Выбрать главу

— А рабочий клуб, — спросил он, — разве это не пролетарская культура?

Тут-то и вскрывалось глубокое непонимание того, что между тем, что они делают, и тем, что надобно делать, коренится резкое противоречие. С литературой дело обстояло еще хуже. Они никак не могли понять основной сложной разницы, лежащей между вопросами культурно-государственного строительства, и между вопросами искусства и литературы. Искусство и литература находятся в непосредственной и тесной зависимости от общественной психологии, а общественная психология на пути своем от экономики может тоже терпеть ряд серьезных перемен. И путь этих перемен для должного исследования еще ждет своих трудолюбивых Робинзонов. Это положение настолько элементарно и очевидно, что только «пытливые» взоры идеологов «Пролеткульта» не могли заметить его. Со стыдливой улыбкой школьника мне приходится раз'яснять им, что если ими не понят Маркс и не дочитан вполне Плеханов, то во всяком случае оба они в достаточной мере искажены. Матушка-вульгарность проявила свою энергию во-всю. Плод был брошен, и «древо» взошло. Оно богато проливалось денежными пособиями, но цвет его листьев был смертельно желтым и вечная осень кружилась над его воображаемой вершиной. Десятки, сотни и тысячи молодых людей были обучены ремеслу литературного творчества. Ими были написаны миллионы стихотворений, тысячи рассказов и сотни повестей, новелл, поэм, драм, пьес. И все эти авторы были уверены в том, что только они одни отображают современность.

Но политика дня и «политика» времени не являются для художника чем-то общим. Являясь по существу своему конкретным отобразителем реальных событий, художник по сей день еще остается неистовым романтиком в своем творчестве. Мне могут возразить, что художник часто в самой классовой борьбе видит политику дня. Но это слепота исключительного порядка, — она не в счет.

Но и слишком ревностное приближение художника к дверям политики дня иногда становится смертельным для его творчества, иногда же он отделывается легким ущемлением своего обонятельного органа. Слишком же ленивое приближение его к дверям «политики» времени делает его творчество нужным только ему самому. Как видите, положение не из приятных и напрасно некоторые завидуют писателю, которому придется честно поработать швейцаром у ворот эпохи до окончательной победы его класса.

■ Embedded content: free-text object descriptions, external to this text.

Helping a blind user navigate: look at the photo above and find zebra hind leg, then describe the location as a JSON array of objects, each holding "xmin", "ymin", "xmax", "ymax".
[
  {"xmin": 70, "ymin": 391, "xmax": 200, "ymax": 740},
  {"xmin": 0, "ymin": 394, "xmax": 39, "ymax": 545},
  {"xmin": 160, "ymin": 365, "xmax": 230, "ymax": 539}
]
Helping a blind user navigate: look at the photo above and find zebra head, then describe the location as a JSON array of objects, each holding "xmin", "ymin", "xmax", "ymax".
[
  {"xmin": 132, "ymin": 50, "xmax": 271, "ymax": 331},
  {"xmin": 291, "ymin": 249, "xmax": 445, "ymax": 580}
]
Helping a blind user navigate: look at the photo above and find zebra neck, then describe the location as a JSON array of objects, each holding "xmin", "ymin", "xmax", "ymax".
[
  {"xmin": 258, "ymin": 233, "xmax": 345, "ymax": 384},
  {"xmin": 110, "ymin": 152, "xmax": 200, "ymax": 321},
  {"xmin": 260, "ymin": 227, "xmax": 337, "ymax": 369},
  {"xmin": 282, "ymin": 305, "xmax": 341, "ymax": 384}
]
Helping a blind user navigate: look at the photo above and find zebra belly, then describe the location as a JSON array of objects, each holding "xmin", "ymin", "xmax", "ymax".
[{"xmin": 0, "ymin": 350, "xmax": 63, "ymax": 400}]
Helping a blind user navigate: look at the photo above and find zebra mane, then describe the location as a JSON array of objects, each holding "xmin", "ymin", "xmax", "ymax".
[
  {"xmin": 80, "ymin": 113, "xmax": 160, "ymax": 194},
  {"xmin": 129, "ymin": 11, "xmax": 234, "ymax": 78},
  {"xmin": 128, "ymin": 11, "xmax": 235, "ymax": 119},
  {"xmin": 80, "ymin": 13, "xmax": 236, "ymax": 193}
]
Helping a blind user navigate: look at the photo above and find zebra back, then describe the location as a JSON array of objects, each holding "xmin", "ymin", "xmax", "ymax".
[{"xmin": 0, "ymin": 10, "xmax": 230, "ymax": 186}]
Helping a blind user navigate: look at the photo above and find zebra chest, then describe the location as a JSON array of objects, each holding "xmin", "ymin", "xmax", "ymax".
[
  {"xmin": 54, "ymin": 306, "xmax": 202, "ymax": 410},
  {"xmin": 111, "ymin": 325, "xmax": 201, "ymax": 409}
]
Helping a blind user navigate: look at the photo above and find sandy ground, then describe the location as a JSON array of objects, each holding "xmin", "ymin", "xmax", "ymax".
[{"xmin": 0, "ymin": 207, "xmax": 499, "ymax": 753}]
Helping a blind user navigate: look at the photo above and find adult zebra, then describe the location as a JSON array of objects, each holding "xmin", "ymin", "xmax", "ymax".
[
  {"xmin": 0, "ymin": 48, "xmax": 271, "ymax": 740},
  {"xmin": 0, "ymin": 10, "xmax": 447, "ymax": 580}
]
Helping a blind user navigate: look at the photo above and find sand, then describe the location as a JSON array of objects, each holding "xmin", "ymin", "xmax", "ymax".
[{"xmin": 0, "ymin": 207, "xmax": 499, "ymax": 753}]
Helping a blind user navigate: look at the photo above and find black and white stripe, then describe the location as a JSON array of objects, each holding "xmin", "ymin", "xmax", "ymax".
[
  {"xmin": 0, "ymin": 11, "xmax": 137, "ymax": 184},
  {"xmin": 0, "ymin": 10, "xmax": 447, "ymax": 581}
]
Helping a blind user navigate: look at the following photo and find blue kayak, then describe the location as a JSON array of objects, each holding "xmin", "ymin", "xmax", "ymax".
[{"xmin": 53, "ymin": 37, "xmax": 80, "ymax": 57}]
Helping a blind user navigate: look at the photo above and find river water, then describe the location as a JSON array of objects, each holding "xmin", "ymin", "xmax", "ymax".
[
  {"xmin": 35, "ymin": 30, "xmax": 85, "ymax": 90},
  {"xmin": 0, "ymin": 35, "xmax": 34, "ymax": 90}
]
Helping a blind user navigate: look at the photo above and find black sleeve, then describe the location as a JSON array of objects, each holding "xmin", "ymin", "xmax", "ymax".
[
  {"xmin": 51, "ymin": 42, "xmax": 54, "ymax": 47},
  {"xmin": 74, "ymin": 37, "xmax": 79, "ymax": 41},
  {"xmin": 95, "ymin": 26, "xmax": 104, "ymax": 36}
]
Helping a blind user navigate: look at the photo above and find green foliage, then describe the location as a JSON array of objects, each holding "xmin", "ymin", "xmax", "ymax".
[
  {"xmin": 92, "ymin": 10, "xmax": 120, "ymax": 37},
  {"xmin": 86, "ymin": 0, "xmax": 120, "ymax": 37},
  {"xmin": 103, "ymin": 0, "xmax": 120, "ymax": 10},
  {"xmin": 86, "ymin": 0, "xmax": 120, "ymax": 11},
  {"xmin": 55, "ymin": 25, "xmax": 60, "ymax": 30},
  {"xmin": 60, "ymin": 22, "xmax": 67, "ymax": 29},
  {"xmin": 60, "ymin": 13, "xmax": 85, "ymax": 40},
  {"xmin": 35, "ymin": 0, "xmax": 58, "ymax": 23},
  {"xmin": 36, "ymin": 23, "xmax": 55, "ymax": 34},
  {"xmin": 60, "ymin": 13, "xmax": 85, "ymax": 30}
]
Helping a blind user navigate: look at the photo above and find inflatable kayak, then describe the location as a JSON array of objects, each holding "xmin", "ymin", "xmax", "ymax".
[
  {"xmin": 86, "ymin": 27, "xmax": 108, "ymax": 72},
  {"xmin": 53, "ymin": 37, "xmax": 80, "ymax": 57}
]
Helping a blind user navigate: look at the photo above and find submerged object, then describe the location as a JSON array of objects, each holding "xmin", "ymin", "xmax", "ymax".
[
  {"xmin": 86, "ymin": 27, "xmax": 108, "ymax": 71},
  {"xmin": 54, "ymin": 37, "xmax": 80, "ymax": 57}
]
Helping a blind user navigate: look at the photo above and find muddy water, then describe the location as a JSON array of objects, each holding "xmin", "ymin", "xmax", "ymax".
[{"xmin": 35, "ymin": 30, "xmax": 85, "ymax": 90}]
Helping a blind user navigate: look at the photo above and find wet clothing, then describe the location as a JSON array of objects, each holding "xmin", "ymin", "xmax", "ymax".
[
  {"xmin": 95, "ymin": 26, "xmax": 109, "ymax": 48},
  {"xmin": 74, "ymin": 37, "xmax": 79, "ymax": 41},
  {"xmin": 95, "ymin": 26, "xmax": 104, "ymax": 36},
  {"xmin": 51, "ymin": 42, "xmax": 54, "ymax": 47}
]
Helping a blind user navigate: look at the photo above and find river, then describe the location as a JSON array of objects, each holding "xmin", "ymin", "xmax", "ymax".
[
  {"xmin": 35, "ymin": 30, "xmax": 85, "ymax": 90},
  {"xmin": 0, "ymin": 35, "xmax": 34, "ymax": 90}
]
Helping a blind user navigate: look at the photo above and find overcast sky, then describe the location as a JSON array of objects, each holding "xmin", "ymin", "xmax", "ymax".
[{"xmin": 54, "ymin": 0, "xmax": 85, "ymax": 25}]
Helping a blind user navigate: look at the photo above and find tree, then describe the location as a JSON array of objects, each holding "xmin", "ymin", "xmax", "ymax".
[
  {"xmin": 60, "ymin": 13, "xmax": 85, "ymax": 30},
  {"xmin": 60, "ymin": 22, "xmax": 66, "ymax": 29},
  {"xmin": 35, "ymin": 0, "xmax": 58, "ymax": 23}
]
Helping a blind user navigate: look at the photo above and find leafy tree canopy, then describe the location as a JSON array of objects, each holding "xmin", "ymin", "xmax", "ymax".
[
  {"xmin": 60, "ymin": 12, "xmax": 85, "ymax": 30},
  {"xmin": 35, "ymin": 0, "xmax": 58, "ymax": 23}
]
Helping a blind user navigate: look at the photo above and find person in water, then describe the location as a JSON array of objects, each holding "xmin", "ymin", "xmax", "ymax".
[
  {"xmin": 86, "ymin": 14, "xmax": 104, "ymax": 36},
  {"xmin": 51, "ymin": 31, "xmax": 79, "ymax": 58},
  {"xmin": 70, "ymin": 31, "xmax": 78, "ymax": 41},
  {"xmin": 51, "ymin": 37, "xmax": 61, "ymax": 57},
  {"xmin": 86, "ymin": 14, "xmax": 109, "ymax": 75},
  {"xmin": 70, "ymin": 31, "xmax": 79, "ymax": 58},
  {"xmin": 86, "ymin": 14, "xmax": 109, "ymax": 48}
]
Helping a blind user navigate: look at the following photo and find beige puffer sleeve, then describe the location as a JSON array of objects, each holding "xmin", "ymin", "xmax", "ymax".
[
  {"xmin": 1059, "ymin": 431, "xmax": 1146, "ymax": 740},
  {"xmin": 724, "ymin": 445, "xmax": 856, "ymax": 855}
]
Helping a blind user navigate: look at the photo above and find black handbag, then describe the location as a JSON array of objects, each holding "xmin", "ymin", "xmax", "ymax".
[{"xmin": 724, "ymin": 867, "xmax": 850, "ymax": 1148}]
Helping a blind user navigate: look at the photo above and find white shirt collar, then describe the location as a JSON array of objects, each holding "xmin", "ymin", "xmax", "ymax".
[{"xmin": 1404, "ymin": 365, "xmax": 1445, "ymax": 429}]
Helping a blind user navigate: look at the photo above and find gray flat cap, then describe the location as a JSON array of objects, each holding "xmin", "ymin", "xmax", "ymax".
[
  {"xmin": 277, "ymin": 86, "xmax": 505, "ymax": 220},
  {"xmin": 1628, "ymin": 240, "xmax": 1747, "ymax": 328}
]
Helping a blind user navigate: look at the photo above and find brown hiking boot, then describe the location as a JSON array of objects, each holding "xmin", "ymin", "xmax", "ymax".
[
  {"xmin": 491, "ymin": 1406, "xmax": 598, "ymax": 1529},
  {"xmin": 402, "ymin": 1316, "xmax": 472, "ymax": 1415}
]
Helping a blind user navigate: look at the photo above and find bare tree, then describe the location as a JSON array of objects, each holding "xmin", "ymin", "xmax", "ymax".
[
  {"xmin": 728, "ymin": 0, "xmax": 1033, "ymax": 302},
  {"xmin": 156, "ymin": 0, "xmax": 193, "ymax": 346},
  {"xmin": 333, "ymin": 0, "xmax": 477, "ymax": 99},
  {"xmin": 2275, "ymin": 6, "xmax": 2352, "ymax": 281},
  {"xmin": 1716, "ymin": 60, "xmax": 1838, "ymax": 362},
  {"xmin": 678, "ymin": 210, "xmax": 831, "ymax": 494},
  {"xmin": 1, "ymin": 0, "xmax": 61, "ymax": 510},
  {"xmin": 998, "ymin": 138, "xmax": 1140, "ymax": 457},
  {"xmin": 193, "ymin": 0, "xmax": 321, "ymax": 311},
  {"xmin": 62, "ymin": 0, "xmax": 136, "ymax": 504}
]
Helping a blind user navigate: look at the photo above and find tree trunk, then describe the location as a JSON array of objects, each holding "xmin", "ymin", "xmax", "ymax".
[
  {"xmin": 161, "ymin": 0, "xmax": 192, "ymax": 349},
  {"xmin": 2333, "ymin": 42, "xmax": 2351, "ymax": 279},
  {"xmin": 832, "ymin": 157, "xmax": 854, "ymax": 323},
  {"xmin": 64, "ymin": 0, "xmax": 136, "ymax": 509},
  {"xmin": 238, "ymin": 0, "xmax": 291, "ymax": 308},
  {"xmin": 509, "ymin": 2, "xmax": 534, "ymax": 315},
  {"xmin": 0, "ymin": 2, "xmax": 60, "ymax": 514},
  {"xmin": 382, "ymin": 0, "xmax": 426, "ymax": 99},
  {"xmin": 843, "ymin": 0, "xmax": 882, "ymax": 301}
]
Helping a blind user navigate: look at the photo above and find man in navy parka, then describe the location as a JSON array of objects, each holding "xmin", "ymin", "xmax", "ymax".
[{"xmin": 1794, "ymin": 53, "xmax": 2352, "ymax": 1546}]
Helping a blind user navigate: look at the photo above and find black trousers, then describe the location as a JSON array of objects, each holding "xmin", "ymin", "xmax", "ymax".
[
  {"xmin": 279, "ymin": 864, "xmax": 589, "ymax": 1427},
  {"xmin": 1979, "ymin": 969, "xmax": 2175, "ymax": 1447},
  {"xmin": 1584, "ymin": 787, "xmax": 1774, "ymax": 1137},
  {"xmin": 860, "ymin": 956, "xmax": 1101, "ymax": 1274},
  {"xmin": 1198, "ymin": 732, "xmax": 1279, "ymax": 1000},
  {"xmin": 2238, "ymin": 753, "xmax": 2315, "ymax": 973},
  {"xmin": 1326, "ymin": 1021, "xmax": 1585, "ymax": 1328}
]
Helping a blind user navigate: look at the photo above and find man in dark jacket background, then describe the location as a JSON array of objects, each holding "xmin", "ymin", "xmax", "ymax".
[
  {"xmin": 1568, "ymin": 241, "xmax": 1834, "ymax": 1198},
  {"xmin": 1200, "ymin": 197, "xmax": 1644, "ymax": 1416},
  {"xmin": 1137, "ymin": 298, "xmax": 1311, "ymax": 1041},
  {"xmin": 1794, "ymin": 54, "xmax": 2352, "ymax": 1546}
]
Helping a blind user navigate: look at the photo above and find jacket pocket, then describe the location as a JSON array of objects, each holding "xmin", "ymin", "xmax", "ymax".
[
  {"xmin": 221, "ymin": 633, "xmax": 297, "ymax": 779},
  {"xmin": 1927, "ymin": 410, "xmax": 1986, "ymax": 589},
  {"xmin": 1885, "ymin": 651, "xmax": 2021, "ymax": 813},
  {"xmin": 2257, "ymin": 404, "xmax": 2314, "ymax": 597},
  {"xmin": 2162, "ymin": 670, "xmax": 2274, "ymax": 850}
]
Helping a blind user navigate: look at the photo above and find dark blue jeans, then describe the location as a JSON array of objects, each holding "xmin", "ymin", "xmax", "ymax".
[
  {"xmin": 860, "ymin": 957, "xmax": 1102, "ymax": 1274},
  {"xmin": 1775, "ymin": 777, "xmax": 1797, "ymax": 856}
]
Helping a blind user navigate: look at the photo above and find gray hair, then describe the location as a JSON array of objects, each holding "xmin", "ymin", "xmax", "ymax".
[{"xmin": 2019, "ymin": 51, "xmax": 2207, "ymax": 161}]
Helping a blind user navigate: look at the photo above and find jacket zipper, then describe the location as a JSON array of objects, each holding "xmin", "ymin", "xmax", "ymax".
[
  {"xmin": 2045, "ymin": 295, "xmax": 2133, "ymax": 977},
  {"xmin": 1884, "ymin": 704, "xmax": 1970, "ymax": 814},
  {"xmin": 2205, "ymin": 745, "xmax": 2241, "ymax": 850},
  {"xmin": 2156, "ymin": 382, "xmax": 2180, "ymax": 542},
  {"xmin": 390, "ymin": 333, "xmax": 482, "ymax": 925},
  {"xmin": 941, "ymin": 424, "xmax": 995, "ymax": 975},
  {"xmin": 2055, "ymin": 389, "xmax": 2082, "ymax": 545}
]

Что же приходится делать писателю для того, чтобы он нужен был пролетариату в борьбе именно как художник, а не как другой деятель общественной жизни? Он старается сознательно или бессознательно синтезировать метод своего творчества и его реальную цель, и чем дружественнее это слияние, тем творчество его художественно-чище, таит в себе больше эмоциональных возможностей, и в более полной мере отображает конкретную действительность. И если длительный процесс этого слияния отображается в его творчестве, тогда оно расколото на столько же частей, на сколько расколот сам художник. Обыкновенно для эпохи переходной такой путь художника особенно характерен. И вот, учитывалось ли все это формальными последователями Богданова, выступающими от имени ортодоксального марксизма и оставившими нам в наследство тысячи безработных юношей? Насколько мне помнится, им было обещано почетное звание писателя, не уступающего ни в чем гигантам литературного прошлого. Они никогда не задумывались над тем, что «сделать» такого писателя при политическом и экономическом господстве пролетариата в одной стране представляет собой некоторую трудность.

Для этого требуется «немного» времени — говорили они, — но наши пролеткульты справятся с этой задачей и… поддержите покуда нас. О том, что пролетариат пойдет к литературному прошлому тогда, когда это литературное прошлое станет для него необходимым законом преемственности, и что к искусству вообще ему придется итти путями обратными, чем привилегированным и эксплоататорским классам, об этом «ни слова, ни звука»! Крестьянин придет с поля и, обучившись грамоте (ведь это так просто), начнет создавать эпопеи из нашей жизни, достойные пера Гомера или, к примеру, Виргилия. Рабочий, отдав труду свои восемь часов, сядет за стол и за час до сна отобразит в своем литературном начинании величайшую из схваток рабочего класса за счастье человечества. В чем будет выражаться помощь «Пролеткульта» для него? Конечно, в том, что он в «Пролеткульте», что «Пролеткульт» не даст ему оторваться от своего класса, что «Пролеткульт», наконец, «научит» его, как нужно, находясь восемь часов на заводе, три уделяя семье, три общественным нуждам и шесть сну, — все же за остальные четыре часа успеть создавать великие произведения будущего. Ясно, что долго продержаться такая фабрика абстракции не могла. Хозяева принуждены были об'явить локаут своим идеям, а сами на почве истощения начали испытывать продолжительные обмороки. Как я уже говорил выше, формальная школа явилась их временной спасительницей, но об этом потом.